Replaced CD Rom Drive. No Work.
Burned another Boot ISO - Ultimate Boot CD. Didn't work.

Tried both InstantCake and Ultimate Boot CD's in my main system and they don't stop at the ISOLINUX 3.11 screen. - They work on it.

Tried a WinXP OEM cd and it gives an error that says 
cdboot cannot boot from cd code 5

Verdict:
Old computer acts like it will boot from a cd, but it won't.

I have four computers here, My main one, which I didn't want to play with the drives and mess it up. The old computer that won't boot from CD, the newer HP, that apparently has a bad Powersuppy, and my Macbook pro.

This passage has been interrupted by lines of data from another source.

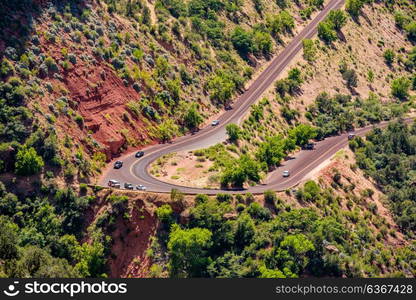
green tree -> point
(167, 130)
(271, 152)
(309, 50)
(91, 259)
(28, 162)
(326, 32)
(193, 118)
(400, 88)
(389, 56)
(8, 239)
(337, 18)
(294, 251)
(411, 30)
(302, 133)
(188, 249)
(354, 7)
(233, 132)
(242, 40)
(165, 214)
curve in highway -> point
(136, 170)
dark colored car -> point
(118, 164)
(309, 146)
(139, 154)
(128, 186)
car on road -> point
(139, 154)
(309, 146)
(114, 183)
(141, 187)
(118, 164)
(128, 186)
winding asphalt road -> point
(136, 170)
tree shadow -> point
(18, 21)
(341, 36)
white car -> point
(141, 187)
(114, 183)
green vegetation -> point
(278, 241)
(387, 156)
(28, 162)
(339, 113)
(233, 132)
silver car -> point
(141, 187)
(114, 183)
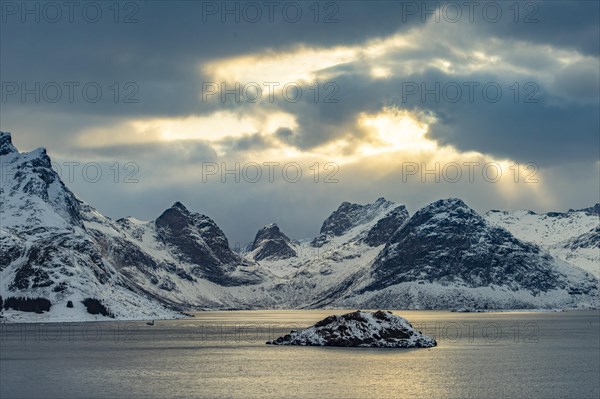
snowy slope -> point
(446, 255)
(55, 246)
(572, 236)
(45, 250)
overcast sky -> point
(255, 112)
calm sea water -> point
(223, 355)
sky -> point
(260, 112)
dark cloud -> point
(160, 55)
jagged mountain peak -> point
(349, 215)
(448, 242)
(271, 243)
(6, 145)
(180, 206)
(595, 210)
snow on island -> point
(361, 329)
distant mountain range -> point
(61, 258)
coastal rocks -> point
(359, 329)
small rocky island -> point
(359, 329)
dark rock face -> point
(359, 329)
(590, 239)
(6, 146)
(594, 210)
(94, 306)
(348, 216)
(448, 242)
(386, 227)
(271, 243)
(37, 305)
(197, 239)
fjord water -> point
(223, 355)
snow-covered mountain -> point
(572, 236)
(58, 251)
(447, 255)
(48, 258)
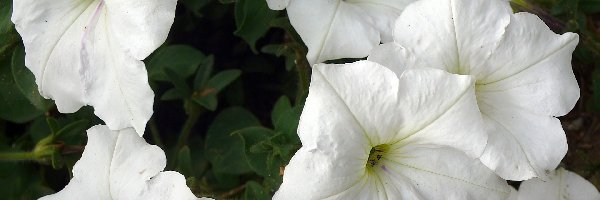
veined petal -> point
(354, 131)
(277, 4)
(322, 173)
(335, 29)
(562, 184)
(82, 51)
(433, 102)
(121, 165)
(536, 76)
(365, 91)
(519, 64)
(444, 173)
(140, 26)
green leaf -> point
(172, 94)
(184, 161)
(56, 160)
(589, 6)
(224, 151)
(14, 106)
(195, 6)
(255, 191)
(179, 83)
(255, 155)
(5, 13)
(204, 72)
(26, 81)
(282, 106)
(181, 59)
(208, 101)
(253, 20)
(287, 123)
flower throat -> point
(376, 154)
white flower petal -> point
(519, 64)
(335, 29)
(322, 173)
(88, 53)
(514, 194)
(447, 170)
(355, 107)
(536, 76)
(121, 165)
(364, 90)
(277, 4)
(440, 108)
(141, 26)
(523, 143)
(562, 184)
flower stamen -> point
(376, 154)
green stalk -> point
(17, 156)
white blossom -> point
(88, 52)
(334, 29)
(522, 70)
(561, 184)
(369, 134)
(121, 165)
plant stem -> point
(17, 156)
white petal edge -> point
(277, 4)
(515, 58)
(334, 29)
(121, 165)
(80, 50)
(562, 184)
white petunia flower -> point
(121, 165)
(88, 52)
(367, 134)
(334, 29)
(522, 70)
(561, 184)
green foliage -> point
(230, 84)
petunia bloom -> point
(522, 70)
(561, 184)
(121, 165)
(334, 29)
(369, 134)
(88, 52)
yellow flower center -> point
(376, 154)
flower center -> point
(376, 154)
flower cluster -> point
(463, 97)
(89, 52)
(455, 97)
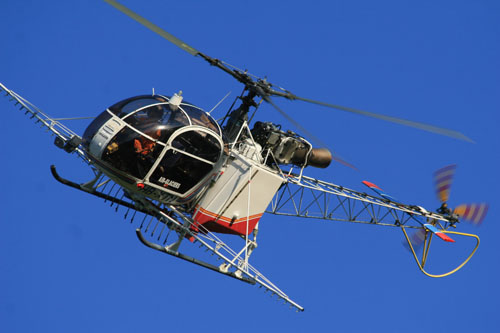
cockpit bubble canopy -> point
(172, 146)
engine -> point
(288, 147)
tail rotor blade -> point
(474, 213)
(443, 179)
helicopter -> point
(200, 179)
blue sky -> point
(70, 263)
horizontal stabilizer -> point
(475, 213)
(379, 191)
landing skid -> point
(234, 264)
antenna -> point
(222, 100)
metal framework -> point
(306, 197)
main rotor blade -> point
(171, 38)
(404, 122)
(301, 128)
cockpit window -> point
(200, 144)
(132, 153)
(200, 118)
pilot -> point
(143, 146)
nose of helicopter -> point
(169, 147)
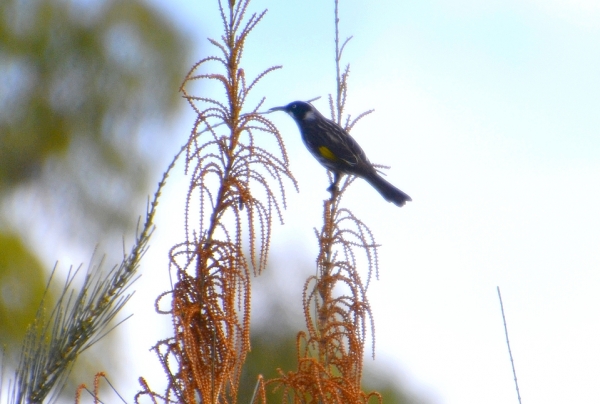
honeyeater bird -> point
(335, 149)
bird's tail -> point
(389, 192)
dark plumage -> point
(335, 149)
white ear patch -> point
(309, 116)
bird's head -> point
(299, 110)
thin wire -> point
(512, 363)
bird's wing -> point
(339, 143)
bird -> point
(337, 151)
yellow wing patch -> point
(328, 154)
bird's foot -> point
(334, 190)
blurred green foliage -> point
(84, 88)
(22, 283)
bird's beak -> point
(277, 109)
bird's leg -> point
(333, 188)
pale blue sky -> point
(489, 114)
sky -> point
(488, 114)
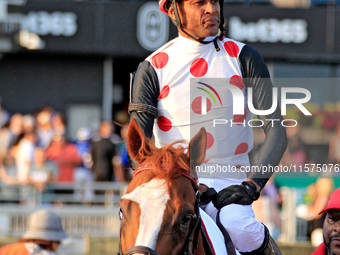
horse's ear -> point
(135, 139)
(196, 151)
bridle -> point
(191, 241)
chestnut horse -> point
(159, 212)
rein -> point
(194, 227)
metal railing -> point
(97, 217)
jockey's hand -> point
(244, 194)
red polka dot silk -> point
(184, 105)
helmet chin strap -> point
(178, 24)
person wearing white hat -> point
(43, 236)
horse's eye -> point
(120, 213)
(186, 220)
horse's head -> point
(159, 208)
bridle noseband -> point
(191, 241)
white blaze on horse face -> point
(152, 198)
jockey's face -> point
(200, 18)
(331, 231)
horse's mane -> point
(167, 162)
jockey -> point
(160, 89)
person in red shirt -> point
(331, 227)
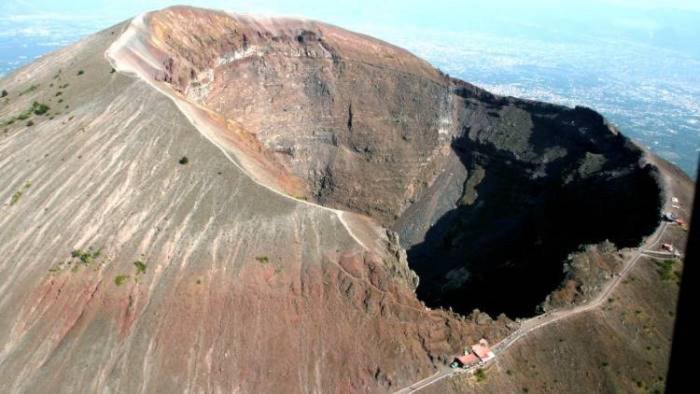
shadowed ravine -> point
(529, 182)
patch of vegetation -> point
(15, 197)
(29, 90)
(140, 267)
(86, 257)
(18, 194)
(666, 271)
(120, 279)
(39, 108)
(480, 375)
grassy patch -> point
(29, 90)
(85, 257)
(37, 108)
(665, 270)
(140, 267)
(18, 194)
(120, 279)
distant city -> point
(651, 94)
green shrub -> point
(40, 108)
(120, 279)
(665, 270)
(140, 267)
(29, 89)
(86, 257)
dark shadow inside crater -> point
(505, 252)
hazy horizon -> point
(637, 62)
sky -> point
(636, 61)
(641, 19)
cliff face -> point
(482, 189)
(238, 176)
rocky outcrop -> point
(253, 184)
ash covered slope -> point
(242, 276)
(237, 287)
(482, 189)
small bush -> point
(15, 197)
(140, 267)
(40, 108)
(86, 257)
(29, 89)
(665, 270)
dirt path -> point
(546, 319)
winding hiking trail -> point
(129, 55)
(546, 319)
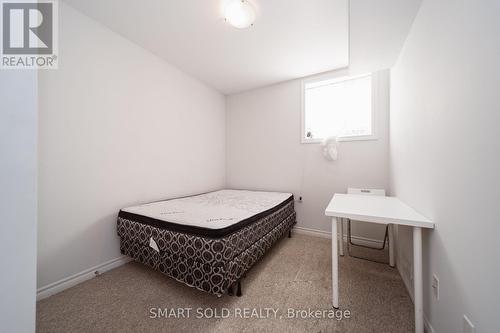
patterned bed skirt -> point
(210, 265)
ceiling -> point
(290, 38)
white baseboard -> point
(326, 234)
(77, 278)
(427, 325)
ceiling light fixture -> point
(239, 13)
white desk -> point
(384, 210)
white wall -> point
(18, 199)
(118, 127)
(264, 152)
(377, 31)
(445, 158)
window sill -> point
(343, 139)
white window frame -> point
(339, 78)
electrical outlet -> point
(468, 326)
(435, 287)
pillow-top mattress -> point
(213, 214)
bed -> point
(207, 241)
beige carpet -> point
(294, 274)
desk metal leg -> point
(335, 264)
(341, 236)
(417, 279)
(391, 245)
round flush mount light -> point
(239, 13)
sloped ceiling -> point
(290, 38)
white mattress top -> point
(213, 210)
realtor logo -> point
(29, 34)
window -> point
(339, 107)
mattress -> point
(215, 214)
(195, 246)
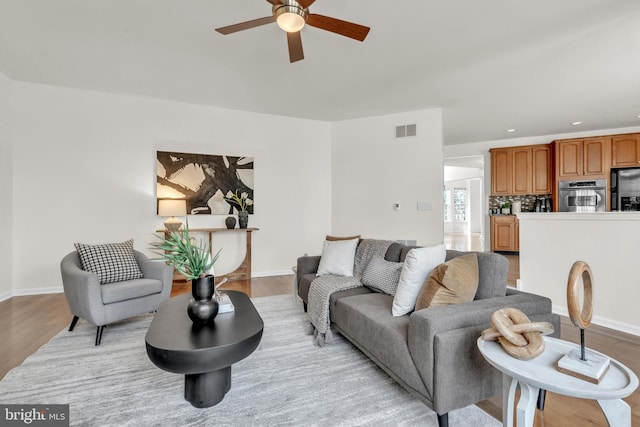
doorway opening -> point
(463, 203)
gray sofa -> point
(431, 352)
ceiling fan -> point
(291, 16)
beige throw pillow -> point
(450, 283)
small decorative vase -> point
(230, 222)
(243, 219)
(203, 307)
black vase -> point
(230, 222)
(203, 307)
(243, 219)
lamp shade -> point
(290, 18)
(172, 207)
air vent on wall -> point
(404, 131)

Guess I have to use my main computer for this. Not wanting to do that to badly. Will have to look at work for a more recent mobo for this computer, a powersupply for the other one, or just bite the bullet and open up my main rig which has 6 drives and will be a pain to get the bios straightend back out.

Kirk


----------



## IminMs (Sep 10, 2006)

Try the cd set as primary master and the new drive as primary slave.
Been awhile since i used instantcake.


----------



## rbtravis (Aug 9, 2005)

Burn the CD at a slower rate. If CD is rated at 24x burn it at 12x. Slower rate sometimes makes a more accurate burn.


----------



## JamieP (Aug 3, 2004)

It's also possible you have an older BIOS that can't deal with the "no emulation mode" CD boot used by ISOLINUX:


> ...Unfortunately, in what seems to be par for the course when dealing with contemporary BIOSes, there are still a fair number of (mostly older) systems on which ISOLINUX simply will not work. On those systems, you may want to try Smart BootManager, a boot floppy which contains a standalone El Torito stack.


from link.


----------



## kirkdickinson (Jun 22, 2003)

rbtravis said:


> Burn the CD at a slower rate. If CD is rated at 24x burn it at 12x. Slower rate sometimes makes a more accurate burn.


No Joy. Burnt CD at 1x

Kirk


----------



## kirkdickinson (Jun 22, 2003)

IminMs said:


> Try the cd set as primary master and the new drive as primary slave.
> Been awhile since i used instantcake.


I tried swaping the cd to different positions on the IDE and none of them would boot. I think BIOS is just too old. Need to use a newer system.

Thanks for trying to get me rolling on this.

Kirk


----------